The Sin and Dangers of Criticism

Ask yourself these probing questions if you struggle with a critical spirit.

Lately, I’ve been having a hard time reading the Bible. First of all, I’m trying to read it in one year which is entirely too fast for a slow-processor like me. Second, I’ve had difficulty reading about the sexual sins in the Old Testament by patriarchs, especially King David. Most of all, the biggest difficulty has been my own heart. It has reeked of criticism toward these men.

Let’s pause right there. A critical spirit has been one of my biggest sin struggles. I could tell you many stories of how my criticism has hurt my husband, our kids, and other friends over the years. I’ve dwelt mainly on the negative, with less focus on the good.

The dangers of criticism are many because our hearts long for acceptance, fellowship, and tender, loving care. Not only this, but it is simply a sin. Matthew 7 is famous for verse one: “Judge not that you be not judged.” James 4:11-12 says, “Do not speak evil against one another, brothers. There is only one lawgiver and judge, he who is able to save and to destroy. But who are you to judge your neighbor?”

Because this issue is so destructive, and one that I’m constantly working on, I want to talk about criticism and how to overcome it.

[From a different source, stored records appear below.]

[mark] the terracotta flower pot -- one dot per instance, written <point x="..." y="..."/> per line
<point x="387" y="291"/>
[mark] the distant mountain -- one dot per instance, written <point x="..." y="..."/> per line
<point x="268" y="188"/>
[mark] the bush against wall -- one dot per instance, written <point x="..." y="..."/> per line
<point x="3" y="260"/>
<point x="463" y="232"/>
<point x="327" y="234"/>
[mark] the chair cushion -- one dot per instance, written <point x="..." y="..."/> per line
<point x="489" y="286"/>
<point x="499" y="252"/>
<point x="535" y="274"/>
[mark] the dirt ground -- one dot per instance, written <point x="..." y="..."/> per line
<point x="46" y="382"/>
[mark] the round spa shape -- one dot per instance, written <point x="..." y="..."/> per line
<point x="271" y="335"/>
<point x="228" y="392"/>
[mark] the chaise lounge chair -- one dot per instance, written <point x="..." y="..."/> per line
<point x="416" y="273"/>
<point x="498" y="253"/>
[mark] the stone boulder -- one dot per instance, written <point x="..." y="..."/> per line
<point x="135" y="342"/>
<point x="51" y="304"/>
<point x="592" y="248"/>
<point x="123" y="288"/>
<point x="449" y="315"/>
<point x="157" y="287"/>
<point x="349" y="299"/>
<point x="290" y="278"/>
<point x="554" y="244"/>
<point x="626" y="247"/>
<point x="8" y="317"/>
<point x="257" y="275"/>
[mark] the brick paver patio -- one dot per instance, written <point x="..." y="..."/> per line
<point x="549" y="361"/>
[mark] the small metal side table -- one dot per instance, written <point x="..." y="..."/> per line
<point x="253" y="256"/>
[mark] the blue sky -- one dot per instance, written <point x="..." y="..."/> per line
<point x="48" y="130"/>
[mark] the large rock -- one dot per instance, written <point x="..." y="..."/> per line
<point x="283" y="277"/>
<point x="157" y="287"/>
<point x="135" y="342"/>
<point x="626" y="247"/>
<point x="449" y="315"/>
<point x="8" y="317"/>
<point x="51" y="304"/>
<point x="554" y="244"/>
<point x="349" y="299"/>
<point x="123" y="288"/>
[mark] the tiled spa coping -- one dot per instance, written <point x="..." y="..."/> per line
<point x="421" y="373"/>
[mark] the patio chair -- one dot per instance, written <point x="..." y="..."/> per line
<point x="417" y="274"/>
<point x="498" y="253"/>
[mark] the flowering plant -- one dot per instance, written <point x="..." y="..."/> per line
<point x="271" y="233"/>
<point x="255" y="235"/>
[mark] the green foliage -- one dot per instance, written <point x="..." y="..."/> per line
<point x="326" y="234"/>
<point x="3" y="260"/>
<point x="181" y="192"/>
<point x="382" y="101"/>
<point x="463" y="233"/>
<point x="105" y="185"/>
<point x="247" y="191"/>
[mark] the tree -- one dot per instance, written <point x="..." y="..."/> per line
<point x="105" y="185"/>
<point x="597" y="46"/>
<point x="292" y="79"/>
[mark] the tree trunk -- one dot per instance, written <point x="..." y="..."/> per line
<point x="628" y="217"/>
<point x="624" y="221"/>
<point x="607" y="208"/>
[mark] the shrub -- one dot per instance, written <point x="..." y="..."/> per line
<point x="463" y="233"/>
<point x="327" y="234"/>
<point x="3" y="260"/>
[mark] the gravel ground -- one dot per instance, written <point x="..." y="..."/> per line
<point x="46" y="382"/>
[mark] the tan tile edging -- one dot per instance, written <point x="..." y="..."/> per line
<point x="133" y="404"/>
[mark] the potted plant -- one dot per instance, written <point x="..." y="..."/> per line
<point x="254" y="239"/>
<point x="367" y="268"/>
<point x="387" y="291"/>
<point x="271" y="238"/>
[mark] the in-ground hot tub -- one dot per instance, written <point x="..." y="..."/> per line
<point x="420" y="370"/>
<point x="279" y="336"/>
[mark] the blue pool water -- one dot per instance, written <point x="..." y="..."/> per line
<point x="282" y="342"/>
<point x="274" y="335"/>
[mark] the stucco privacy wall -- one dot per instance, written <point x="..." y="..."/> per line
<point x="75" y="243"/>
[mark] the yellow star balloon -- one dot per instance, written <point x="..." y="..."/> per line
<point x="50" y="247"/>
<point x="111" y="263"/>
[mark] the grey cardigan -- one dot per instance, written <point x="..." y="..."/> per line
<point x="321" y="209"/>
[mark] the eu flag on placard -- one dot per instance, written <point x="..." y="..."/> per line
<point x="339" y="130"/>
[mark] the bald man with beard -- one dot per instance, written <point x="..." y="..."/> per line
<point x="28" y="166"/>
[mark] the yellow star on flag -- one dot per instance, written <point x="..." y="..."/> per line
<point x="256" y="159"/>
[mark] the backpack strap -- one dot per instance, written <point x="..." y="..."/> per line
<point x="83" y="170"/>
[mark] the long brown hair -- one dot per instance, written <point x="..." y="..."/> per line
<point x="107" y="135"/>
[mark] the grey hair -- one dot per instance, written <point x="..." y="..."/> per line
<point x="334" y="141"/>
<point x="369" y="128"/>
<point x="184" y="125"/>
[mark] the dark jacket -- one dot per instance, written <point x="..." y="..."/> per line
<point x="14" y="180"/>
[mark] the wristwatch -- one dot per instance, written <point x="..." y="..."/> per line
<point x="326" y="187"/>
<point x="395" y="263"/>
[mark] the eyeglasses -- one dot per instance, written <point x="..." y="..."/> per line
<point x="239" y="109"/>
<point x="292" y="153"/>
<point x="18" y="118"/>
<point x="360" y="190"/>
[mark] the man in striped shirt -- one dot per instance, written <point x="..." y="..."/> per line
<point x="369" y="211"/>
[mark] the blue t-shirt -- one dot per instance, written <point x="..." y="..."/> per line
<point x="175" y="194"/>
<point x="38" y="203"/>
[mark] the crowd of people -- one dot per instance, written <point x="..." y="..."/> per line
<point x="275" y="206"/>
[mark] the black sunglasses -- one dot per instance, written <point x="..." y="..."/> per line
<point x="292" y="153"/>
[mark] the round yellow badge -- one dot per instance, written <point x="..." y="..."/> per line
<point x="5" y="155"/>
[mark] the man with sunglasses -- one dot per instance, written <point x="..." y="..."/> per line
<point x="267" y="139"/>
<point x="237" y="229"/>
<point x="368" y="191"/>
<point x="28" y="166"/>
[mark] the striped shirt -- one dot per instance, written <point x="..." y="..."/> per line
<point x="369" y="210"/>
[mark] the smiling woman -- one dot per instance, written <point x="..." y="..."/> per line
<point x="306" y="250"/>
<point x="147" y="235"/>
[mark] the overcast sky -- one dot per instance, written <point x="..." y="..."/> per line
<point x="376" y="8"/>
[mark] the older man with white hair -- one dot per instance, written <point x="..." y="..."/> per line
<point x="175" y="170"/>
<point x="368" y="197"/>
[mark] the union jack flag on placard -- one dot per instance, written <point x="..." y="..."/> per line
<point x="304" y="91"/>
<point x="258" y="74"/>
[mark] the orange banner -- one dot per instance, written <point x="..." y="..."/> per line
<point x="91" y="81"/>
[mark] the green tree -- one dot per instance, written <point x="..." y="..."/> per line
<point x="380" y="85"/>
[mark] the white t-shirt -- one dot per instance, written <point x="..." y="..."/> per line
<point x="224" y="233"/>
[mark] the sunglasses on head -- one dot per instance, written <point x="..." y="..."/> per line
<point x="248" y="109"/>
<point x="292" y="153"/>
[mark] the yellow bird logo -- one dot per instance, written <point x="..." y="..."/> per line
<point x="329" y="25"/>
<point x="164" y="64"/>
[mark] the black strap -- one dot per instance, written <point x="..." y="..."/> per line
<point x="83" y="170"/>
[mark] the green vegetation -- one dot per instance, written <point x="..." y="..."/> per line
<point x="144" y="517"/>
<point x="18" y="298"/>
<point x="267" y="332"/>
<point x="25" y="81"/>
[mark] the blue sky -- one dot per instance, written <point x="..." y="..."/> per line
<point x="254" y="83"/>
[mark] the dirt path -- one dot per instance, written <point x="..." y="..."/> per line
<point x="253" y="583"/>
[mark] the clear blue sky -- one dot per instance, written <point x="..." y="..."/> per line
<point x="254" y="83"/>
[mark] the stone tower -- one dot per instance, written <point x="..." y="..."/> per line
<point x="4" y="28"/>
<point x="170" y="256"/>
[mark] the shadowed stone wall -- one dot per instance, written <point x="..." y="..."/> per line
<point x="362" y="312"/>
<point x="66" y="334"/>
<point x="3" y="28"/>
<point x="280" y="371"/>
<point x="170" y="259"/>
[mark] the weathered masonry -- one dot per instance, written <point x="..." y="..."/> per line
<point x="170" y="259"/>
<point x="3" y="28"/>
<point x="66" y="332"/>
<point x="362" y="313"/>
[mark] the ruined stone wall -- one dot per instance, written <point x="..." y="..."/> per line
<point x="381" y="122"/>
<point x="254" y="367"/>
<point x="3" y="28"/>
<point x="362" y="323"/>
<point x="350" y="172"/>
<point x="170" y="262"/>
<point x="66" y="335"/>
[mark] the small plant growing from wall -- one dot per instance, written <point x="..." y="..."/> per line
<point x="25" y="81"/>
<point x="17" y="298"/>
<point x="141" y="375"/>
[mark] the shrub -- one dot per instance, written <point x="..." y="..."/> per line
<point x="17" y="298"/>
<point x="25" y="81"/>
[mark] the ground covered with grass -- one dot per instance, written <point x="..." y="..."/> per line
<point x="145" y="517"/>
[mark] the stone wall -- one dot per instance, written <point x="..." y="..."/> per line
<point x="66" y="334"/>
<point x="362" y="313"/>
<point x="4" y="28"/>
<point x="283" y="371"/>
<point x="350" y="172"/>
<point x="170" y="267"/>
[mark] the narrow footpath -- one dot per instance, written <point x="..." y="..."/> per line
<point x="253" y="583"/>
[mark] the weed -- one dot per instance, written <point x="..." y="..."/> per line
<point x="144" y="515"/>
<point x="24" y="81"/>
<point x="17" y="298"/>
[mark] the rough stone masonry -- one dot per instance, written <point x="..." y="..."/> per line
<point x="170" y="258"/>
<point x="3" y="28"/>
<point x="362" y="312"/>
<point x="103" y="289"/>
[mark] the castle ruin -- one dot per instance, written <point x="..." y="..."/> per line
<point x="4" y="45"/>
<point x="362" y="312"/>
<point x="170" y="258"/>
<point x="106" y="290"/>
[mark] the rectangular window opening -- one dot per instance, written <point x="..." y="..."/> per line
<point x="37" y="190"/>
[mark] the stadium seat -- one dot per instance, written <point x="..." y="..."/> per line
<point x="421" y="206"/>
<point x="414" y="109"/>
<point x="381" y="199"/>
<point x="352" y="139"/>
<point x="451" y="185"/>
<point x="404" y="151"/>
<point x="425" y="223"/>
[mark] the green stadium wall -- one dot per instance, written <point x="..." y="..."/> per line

Here are some probing questions to ask yourself if you struggle with a critical spirit:

  1. First, who do I criticize the most (whether in my thoughts or in word)? No, really. Get out a pen and paper and find a safe place to work this out.
  2. What am I most critical about toward that person? Write them down. For me, I was critical about what my husband ate, how he spent free time, how he exercised (or didn’t), how he managed our money, his tone, and his time (just to get you started if you needed some ideas).
  3. Am I guilty of doing the same things? This is really at the crux of overcoming criticism. If we’re honest, we do the same things. Sometimes the exact same things. Sometimes the same general thing like being lazy or selfish. Self-righteousness distorts and deceives us into thinking we’re better than the person we’re judging. “Therefore you have no excuse, O man, every one of you who judges. For in passing judgment on another you condemn yourself, because you, the judge, practice the very same things” (Romans 2:1).
  4. Am I jealous at all of this person? Sometimes jealousy can fuel our criticism. Not all the time, but it doesn’t hurt to check our hearts for this ugly sin.

Just last week a friend shared about her Bible study on the life of David, which made my ears perk up. She was nervous to teach the class, and it didn’t help that one of the women came in to the study late and angry and just stared out the window the whole time. At the end of the first class, this woman commented that she didn’t know why David was so praised in the Bible when he had so much sexual sin. The teacher, caught off guard, calmly responded that David had engaged in a lot of sin, but that ultimately God saw His heart. David’s heart to repent and to follow after Him.

After reflecting on her answer, I came to a new epiphany. Instead of being so peeved that David was looked on as righteous, my response should be relief. After all, I am David in one sense. I’m greedy, prideful, selfish, critical, disrespectful, quick to anger, argumentative, and wicked, and I think I’ll stop there because this list is getting quite long. But, God sees my heart to know Him and serve Him and is gracious to grant me those desires anyway.

We see what people do and say, but the truth is, we don’t know the heart. We can be wrong—dead wrong—about their motives. We need to pray for them and their issues that frustrate us. We need to confess our critical spirits as sin and beg for forgiveness. Ultimately, we need to entrust the people around us to God. They will stand before Him someday, not us.

“Who are you to pass judgment on the servant of another? It is before his own master that he stands or falls” (Romans 14:4).